Uninstall Microsoft Azure AD Connect Server
-
Deselect uninstalling supporting components.
-
Complete the uninstallation wizard.
-
Verify removal and wait for changes.
-
Refresh the program list.
-
Monitor the Azure AD connect blade in the Azure portal for changes.
-
Add new attributes to past synchronized test users using the Azure AD portal.
-
Create a new cloud user in the custom domain.
-
Modify group memberships and test user logins to verify functionality.
-
Check the tenant sync status to ensure synchronization is disabled.
-
Re-enable synchronization if necessary using command.
-
Set-MsolDirSyncEnabled -EnableDirSync $true
-
Verify synchronization is re-enabled.
-
Re-establish sync with Azure AD Connect by running the installer for the same version.
-
Select the required settings and continue through the installation process.
-
Ensure objects are joining correctly in the synchronization service manager.
-
Change Azure AD connect server from staging mode to syncing mode.
-
Start the sync process.
-
Verify user and group objects in the Azure AD portal and their source.
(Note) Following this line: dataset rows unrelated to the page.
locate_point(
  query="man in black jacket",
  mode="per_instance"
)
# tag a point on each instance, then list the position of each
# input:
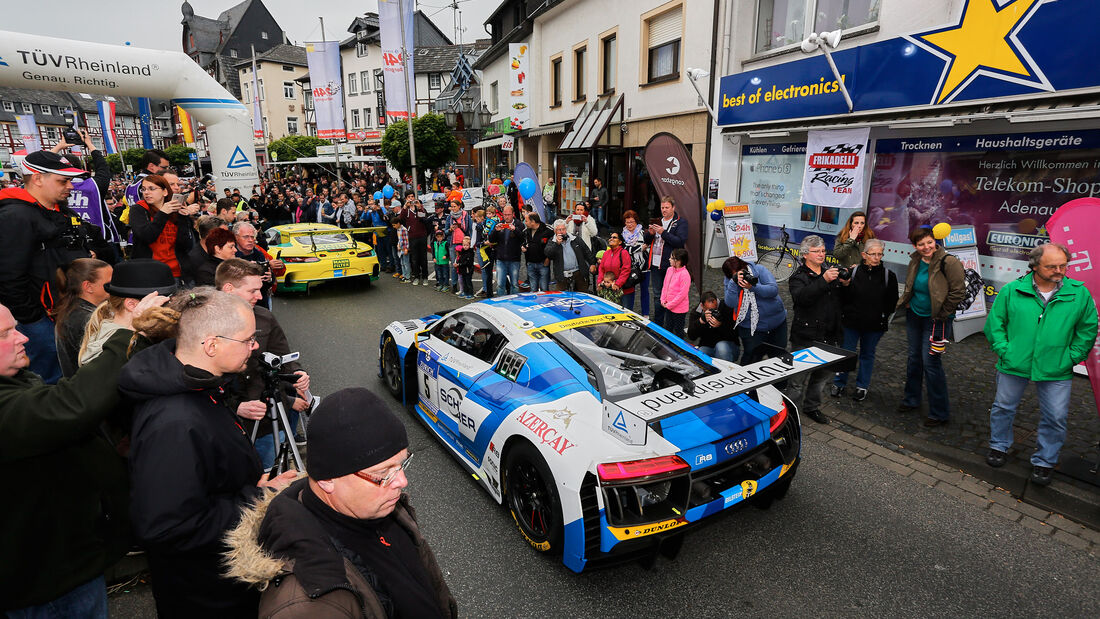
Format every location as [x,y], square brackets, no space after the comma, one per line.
[191,466]
[39,235]
[816,294]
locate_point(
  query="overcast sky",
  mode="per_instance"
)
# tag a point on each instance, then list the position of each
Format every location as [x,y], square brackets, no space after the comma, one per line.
[155,23]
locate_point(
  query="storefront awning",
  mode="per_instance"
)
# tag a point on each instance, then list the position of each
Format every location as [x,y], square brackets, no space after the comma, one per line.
[592,122]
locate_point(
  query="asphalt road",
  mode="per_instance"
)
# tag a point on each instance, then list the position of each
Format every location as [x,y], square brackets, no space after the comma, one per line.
[850,539]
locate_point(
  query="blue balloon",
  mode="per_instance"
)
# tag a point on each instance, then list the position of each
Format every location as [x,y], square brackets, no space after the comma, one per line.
[527,188]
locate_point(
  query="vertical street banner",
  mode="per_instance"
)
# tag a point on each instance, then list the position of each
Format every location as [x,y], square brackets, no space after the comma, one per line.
[107,122]
[323,61]
[835,164]
[1074,224]
[145,118]
[29,130]
[672,173]
[392,14]
[519,100]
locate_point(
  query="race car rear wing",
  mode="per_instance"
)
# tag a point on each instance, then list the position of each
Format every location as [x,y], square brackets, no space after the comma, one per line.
[628,419]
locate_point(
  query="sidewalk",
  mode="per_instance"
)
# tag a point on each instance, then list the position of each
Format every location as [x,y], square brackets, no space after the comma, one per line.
[964,442]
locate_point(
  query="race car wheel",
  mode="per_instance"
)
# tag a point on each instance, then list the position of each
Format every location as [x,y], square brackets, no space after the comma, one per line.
[392,366]
[532,498]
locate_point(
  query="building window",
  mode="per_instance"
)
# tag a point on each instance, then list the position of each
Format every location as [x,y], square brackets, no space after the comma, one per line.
[556,81]
[609,52]
[788,22]
[662,44]
[579,74]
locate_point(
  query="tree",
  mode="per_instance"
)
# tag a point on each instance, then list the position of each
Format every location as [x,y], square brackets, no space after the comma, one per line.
[178,155]
[435,143]
[293,146]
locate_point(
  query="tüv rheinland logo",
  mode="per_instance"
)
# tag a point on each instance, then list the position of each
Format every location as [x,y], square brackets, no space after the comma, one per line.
[238,159]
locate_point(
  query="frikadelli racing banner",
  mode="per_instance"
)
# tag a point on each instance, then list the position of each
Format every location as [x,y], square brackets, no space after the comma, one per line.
[400,87]
[1075,225]
[323,61]
[673,174]
[519,67]
[835,165]
[1007,186]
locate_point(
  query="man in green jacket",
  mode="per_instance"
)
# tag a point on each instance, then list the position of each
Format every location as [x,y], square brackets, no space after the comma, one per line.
[65,517]
[1041,327]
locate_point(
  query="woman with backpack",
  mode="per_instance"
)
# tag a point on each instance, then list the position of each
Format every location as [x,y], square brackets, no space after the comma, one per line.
[934,287]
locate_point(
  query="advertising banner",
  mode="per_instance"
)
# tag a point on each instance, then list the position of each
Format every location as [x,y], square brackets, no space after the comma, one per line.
[834,167]
[397,83]
[986,51]
[29,130]
[1075,225]
[672,173]
[1005,186]
[325,76]
[519,100]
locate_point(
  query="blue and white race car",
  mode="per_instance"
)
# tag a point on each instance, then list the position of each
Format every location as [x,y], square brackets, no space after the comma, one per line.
[604,434]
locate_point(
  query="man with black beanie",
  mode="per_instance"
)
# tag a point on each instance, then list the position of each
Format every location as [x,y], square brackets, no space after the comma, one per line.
[344,540]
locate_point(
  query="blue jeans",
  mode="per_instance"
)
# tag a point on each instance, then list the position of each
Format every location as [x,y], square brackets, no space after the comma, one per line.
[87,601]
[724,350]
[925,367]
[867,341]
[539,276]
[509,269]
[1053,409]
[42,349]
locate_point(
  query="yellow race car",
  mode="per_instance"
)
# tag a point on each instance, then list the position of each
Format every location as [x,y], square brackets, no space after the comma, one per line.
[319,252]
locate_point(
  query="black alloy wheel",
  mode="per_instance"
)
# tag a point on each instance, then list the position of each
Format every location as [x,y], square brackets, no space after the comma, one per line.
[532,498]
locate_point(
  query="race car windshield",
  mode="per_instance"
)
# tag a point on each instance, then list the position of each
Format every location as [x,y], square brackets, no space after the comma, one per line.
[627,360]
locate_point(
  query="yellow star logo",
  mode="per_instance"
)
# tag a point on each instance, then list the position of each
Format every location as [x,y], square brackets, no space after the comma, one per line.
[983,43]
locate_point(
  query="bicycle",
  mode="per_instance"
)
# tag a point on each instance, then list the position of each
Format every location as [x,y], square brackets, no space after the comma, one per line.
[780,262]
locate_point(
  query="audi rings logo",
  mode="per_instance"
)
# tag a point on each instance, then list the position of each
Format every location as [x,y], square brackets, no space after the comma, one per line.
[737,446]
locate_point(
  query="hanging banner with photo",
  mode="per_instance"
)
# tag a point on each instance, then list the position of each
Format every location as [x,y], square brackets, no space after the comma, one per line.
[29,130]
[834,167]
[672,173]
[519,100]
[397,81]
[325,76]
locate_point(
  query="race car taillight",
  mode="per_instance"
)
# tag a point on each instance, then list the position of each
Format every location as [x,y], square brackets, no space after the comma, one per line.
[636,471]
[779,418]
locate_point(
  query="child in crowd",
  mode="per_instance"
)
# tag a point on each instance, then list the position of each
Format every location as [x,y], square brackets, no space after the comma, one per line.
[442,262]
[403,247]
[674,293]
[464,265]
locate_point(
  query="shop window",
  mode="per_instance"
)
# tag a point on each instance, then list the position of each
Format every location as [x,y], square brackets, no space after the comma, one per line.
[662,34]
[787,22]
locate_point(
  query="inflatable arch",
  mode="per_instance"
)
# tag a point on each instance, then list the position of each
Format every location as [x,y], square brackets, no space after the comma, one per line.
[29,61]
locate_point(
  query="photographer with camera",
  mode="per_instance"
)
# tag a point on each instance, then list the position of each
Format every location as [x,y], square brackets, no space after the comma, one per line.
[243,279]
[39,235]
[816,294]
[712,324]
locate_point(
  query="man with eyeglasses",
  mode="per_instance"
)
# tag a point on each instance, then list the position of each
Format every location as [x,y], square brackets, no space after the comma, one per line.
[343,541]
[193,468]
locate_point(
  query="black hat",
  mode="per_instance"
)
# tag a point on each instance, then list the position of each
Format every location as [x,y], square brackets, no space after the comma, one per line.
[45,162]
[141,276]
[352,430]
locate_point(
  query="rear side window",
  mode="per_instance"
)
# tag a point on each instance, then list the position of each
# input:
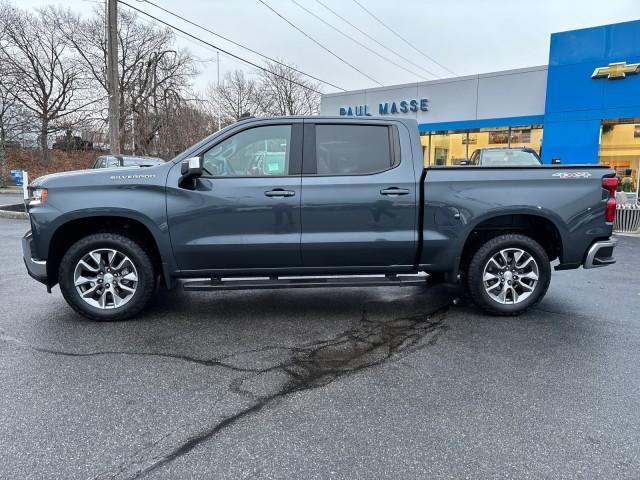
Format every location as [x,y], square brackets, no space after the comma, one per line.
[355,149]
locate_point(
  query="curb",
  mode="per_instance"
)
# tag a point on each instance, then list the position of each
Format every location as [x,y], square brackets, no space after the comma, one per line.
[13,215]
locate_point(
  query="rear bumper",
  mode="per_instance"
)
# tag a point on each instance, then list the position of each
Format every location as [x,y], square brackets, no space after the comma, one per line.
[600,254]
[36,268]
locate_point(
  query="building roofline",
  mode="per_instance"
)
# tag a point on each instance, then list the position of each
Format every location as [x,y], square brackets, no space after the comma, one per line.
[463,78]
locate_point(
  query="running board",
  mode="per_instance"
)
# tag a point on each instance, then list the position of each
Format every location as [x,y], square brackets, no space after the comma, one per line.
[301,282]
Configuring Azure AD Connect to support cloud-only users and groups is a critical step in transitioning to a cloud-based identity management model. By following the outlined steps, organizations can smoothly migrate from hybrid environments to a cloud-only model while ensuring minimal disruption to user access and group memberships.
As organizations continue to embrace cloud technologies, mastering the configuration of Azure AD Connect for cloud-only scenarios becomes increasingly vital. With proper planning and execution, administrators can streamline identity management processes, enhance security, and improve overall operational efficiency in the cloud.